Anyway, as I am waiting and pondering writing some hate mail to the Fed, Congress
and the Supreme Court ("Dear Morons: Drop dead! Sincerely, Angry Man In Florida
(AMIF)"), the title of the article came up on my browser bar, and I saw, with
alarm, "Fed Planning 15-Fold Increase In US Monetary Base", by Eric deCarbonnel
which was so horrifying that I immediately thought it must be some kind of
a joke, an outlandish editorial cartoon, or something equally fanciful.
Well, it wasn't, and he calculates from official reports that if you define "cash" as
the real monetary base of the USA available to the USA, then as of September
2008, it was a paltry $262 billion (30% of the Fed's published $833 billion
in actual cash, which is what you have left after subtracting the value of
70% of U.S. currency that is being held abroad).
This is pretty scary stuff, and I don't understand any of it, but he goes
on, "Now compare that to the projected US domestic monetary base for September
2009 which is $3,818 billion ($4,500 billion - $583 billion dollars circulating
abroad) - $99 billion (other fed liabilities not part of the money supply)."

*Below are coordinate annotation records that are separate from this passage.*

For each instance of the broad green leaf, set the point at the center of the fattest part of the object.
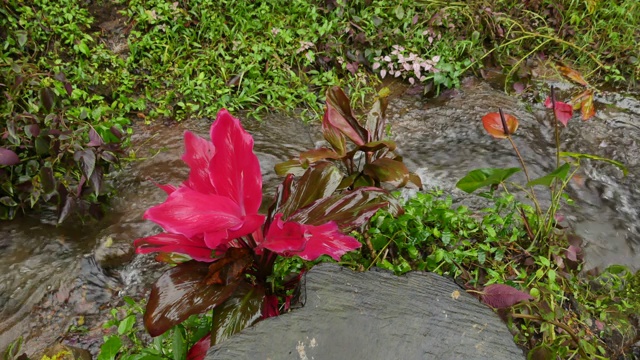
(338, 113)
(180, 292)
(110, 348)
(479, 178)
(559, 173)
(615, 163)
(240, 311)
(388, 170)
(292, 166)
(349, 210)
(318, 182)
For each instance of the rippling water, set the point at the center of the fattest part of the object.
(49, 279)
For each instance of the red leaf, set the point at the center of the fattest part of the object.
(501, 296)
(493, 124)
(181, 292)
(563, 111)
(573, 75)
(8, 157)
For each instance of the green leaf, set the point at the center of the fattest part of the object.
(318, 182)
(479, 178)
(615, 163)
(559, 173)
(110, 348)
(388, 170)
(349, 210)
(126, 324)
(240, 311)
(179, 347)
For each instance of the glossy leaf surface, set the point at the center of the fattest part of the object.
(493, 125)
(240, 311)
(181, 292)
(479, 178)
(502, 296)
(349, 210)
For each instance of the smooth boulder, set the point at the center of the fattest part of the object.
(376, 315)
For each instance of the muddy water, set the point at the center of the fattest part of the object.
(50, 279)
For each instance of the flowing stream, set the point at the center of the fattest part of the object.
(56, 278)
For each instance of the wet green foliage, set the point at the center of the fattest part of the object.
(572, 313)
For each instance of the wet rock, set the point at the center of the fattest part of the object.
(376, 315)
(67, 352)
(111, 253)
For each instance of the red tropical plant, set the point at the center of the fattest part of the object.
(212, 217)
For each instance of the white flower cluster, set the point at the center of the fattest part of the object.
(398, 64)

He says, "The fed's planned balance sheet expansion results in a 15-fold increase
in the base money supply" calculated as "$3,818 billion/$262 billion = 15-Fold
increase in US monetary base."
You can probably tell by the way my face is contorted in fear and how I keep
nervously glancing out of the window at the Fabulous Mogambo Bunker (FMB) in
seeming preparation of sprinting towards it in terror that this is the time
to be buying gold, silver and oil with both hands, and if you are not, then,
brothers and sisters, you soon will wish you had!
And that is what makes investing so easy! Whee!